Let $\lambda \in \mbox {Irr}(N)$ be a nonprincipal character and $T:=I_G(\lambda )$ . By Step 5, ${|T|}/{\theta (1)}\in {\mathrm{cod}}(G)$ for all $\theta \in \mbox {Irr}(T|\lambda )$ .

Since N is abelian by Step 1, $|\mbox {Irr}(N)|=|N|$ . Therefore, $|N|=|\mbox {Irr}(N)|> |G:T|$ since $|G:T|$ is the number of conjugates of $\lambda $ in G which are all contained in $\mbox {Irr}(N)$ .

We now show that $q^3$ is the largest power of a prime that divides the order of ${}^2G_2(q)$ . Note that the order of ${}^2G_2(q)$ is $q^3(q^3+1)(q-1)$ . We first observe that $q^3+1=2^k$ has no integer solution, and thus $q^3+1$ is divisible by a prime greater than or equal to $5$ . We also note that either $q^3+1$ or $q-1$ is divisible by $4$ but not both, and thus the largest power of $2$ that divides $(q^3+1)(q-1)$ is less than $q^3$ . Suppose that r is an odd prime that divides $(q^3+1)(q-1)$ . Since $\gcd (q+1,q-1)=2$ , the largest power of r that divides $(q^3+1)(q-1)$ is also less than $q^3$ . Thus, $q^3$ is the largest power of a prime that divides the order of ${}^2G_2(q)$ . Thus, $|N| \leq q^3$ .
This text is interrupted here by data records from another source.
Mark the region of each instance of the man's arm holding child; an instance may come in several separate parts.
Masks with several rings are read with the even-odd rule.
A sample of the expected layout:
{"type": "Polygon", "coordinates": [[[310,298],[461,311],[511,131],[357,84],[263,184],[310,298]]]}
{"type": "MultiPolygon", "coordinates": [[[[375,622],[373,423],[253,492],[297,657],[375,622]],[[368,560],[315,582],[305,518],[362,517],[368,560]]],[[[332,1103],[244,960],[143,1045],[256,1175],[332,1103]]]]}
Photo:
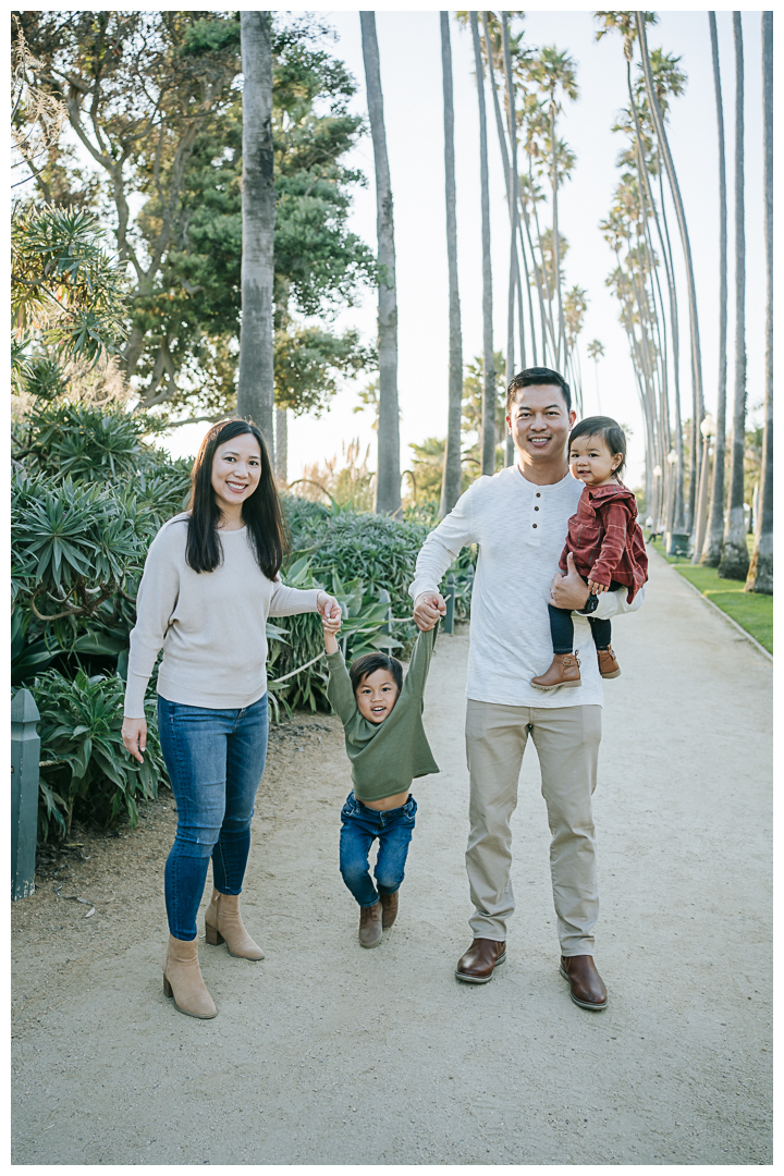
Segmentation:
{"type": "Polygon", "coordinates": [[[411,653],[411,660],[408,666],[408,674],[406,675],[406,682],[403,683],[403,689],[407,694],[415,695],[418,699],[421,699],[424,694],[424,683],[428,680],[430,659],[433,657],[433,647],[435,643],[435,627],[433,629],[421,630],[417,634],[414,652],[411,653]]]}
{"type": "MultiPolygon", "coordinates": [[[[556,608],[570,608],[579,613],[585,608],[585,601],[590,590],[575,567],[575,557],[571,552],[567,556],[567,566],[569,568],[567,574],[563,575],[558,572],[552,580],[550,603],[555,604],[556,608]]],[[[628,595],[626,588],[618,588],[616,592],[603,592],[599,596],[598,607],[590,615],[595,616],[597,621],[609,621],[610,617],[619,616],[622,613],[636,613],[645,600],[645,586],[635,595],[631,604],[628,601],[628,595]]]]}
{"type": "Polygon", "coordinates": [[[430,532],[416,557],[416,574],[408,593],[414,600],[414,620],[422,632],[433,629],[447,612],[447,602],[438,592],[444,572],[463,547],[476,542],[473,533],[473,490],[474,487],[461,495],[454,509],[430,532]]]}

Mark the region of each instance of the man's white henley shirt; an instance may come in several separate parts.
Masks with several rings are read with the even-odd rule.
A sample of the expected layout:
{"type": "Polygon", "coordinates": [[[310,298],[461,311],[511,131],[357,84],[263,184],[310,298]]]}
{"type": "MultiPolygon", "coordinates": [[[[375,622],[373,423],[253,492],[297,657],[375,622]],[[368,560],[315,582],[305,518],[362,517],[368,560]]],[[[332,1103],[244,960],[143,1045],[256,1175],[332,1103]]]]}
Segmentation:
{"type": "MultiPolygon", "coordinates": [[[[461,548],[478,544],[465,690],[469,699],[511,707],[602,706],[596,647],[588,620],[579,613],[572,616],[581,686],[544,691],[530,684],[552,661],[550,586],[559,570],[567,523],[582,492],[582,482],[571,474],[551,486],[536,486],[517,466],[508,466],[494,477],[474,482],[425,539],[409,588],[414,600],[423,592],[438,592],[461,548]]],[[[642,588],[628,604],[625,588],[603,593],[594,616],[634,613],[644,595],[642,588]]]]}

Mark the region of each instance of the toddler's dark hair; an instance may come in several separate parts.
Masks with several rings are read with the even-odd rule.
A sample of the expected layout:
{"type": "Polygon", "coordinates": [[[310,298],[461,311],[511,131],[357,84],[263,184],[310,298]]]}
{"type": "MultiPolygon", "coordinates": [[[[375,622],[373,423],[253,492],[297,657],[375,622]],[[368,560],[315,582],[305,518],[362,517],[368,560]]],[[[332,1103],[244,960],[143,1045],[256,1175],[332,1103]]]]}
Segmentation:
{"type": "Polygon", "coordinates": [[[403,667],[396,657],[390,657],[389,654],[381,653],[363,654],[362,657],[357,657],[355,662],[351,662],[348,676],[351,680],[351,689],[354,693],[356,694],[368,674],[375,674],[377,669],[386,669],[388,674],[391,674],[395,679],[397,693],[400,694],[403,689],[403,667]]]}
{"type": "Polygon", "coordinates": [[[621,465],[615,470],[615,476],[621,477],[626,465],[626,434],[617,421],[611,416],[584,416],[569,434],[569,448],[575,437],[601,437],[612,456],[619,453],[621,465]]]}
{"type": "Polygon", "coordinates": [[[563,399],[567,401],[567,412],[571,412],[571,390],[569,385],[561,373],[554,368],[525,368],[523,372],[518,372],[507,388],[507,412],[511,412],[515,396],[521,388],[529,388],[531,385],[540,383],[552,383],[557,388],[561,388],[563,399]]]}

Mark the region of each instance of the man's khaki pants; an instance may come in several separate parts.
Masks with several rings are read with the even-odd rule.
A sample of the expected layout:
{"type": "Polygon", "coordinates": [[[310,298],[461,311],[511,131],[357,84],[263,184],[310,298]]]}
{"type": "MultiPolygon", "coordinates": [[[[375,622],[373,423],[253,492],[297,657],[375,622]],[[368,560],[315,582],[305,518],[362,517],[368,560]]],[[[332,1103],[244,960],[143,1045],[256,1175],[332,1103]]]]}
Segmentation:
{"type": "Polygon", "coordinates": [[[509,821],[529,733],[552,834],[550,873],[561,953],[592,955],[598,894],[591,795],[602,739],[602,708],[596,706],[544,709],[468,700],[471,828],[465,868],[476,908],[470,926],[475,938],[507,938],[507,920],[515,909],[509,821]]]}

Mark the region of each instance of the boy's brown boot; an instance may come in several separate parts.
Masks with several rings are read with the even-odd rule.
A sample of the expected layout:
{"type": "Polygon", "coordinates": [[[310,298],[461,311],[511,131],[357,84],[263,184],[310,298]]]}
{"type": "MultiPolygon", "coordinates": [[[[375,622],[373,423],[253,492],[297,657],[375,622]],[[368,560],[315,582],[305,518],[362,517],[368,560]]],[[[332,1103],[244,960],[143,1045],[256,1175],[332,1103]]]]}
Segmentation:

Let K be a maximal subgroup of ${}^2G_2(q)$ such that $T/N \leq K$ . If K is of type P in Lemma 2.3, then $|G:T| \ge q^3+1$ , and it is clear that $q^3+1>q^3$ , which is a contradiction. If K is of type $ C_{R_{0}(i)}$ , then $|G:T| \ge q^2 (q^2 - q + 1)> q^3 $ , which is a contradiction. If K is of type $N_{R_{0} \langle i ,j \rangle }$ , then $|G:T| \ge { q^3( q^2 - q + 1 ) ( q - 1) }/{ 12 (q+1) }$ , thus $|G:T|> q^3$ , which is a contradiction. If K is of type $M^{+}W^{+}$ , then $|G:T| \ge { q^3( q^2 - q + 1 ) ( q - 1) }/{ 6 ( q +\! \sqrt { 3q } + 1 )}$ , and thus $|G:T|> q^3$ , which is a contradiction. If K is of type $M^{-}W^{-}$ , then $|G:T| \ge { q^3( q^2 - q + 1 ) ( q - 1) }/{ 6 ( q -\! \sqrt { 3q } + 1 )}$ , and thus $|G:T|> q^3$ , which is a contradiction. If K is of type $C_{R_0}(\Psi _{ \alpha })$ , then $|G:T| \ge {q^3(q^3+1)(q-1)}/{q_0^3(q_0^3+1)(q_0-1)}$ , where $q=q_0^{\alpha }$ , $\alpha $ a prime. Thus, $|G:T|> q^ {3}$ , which is a contradiction.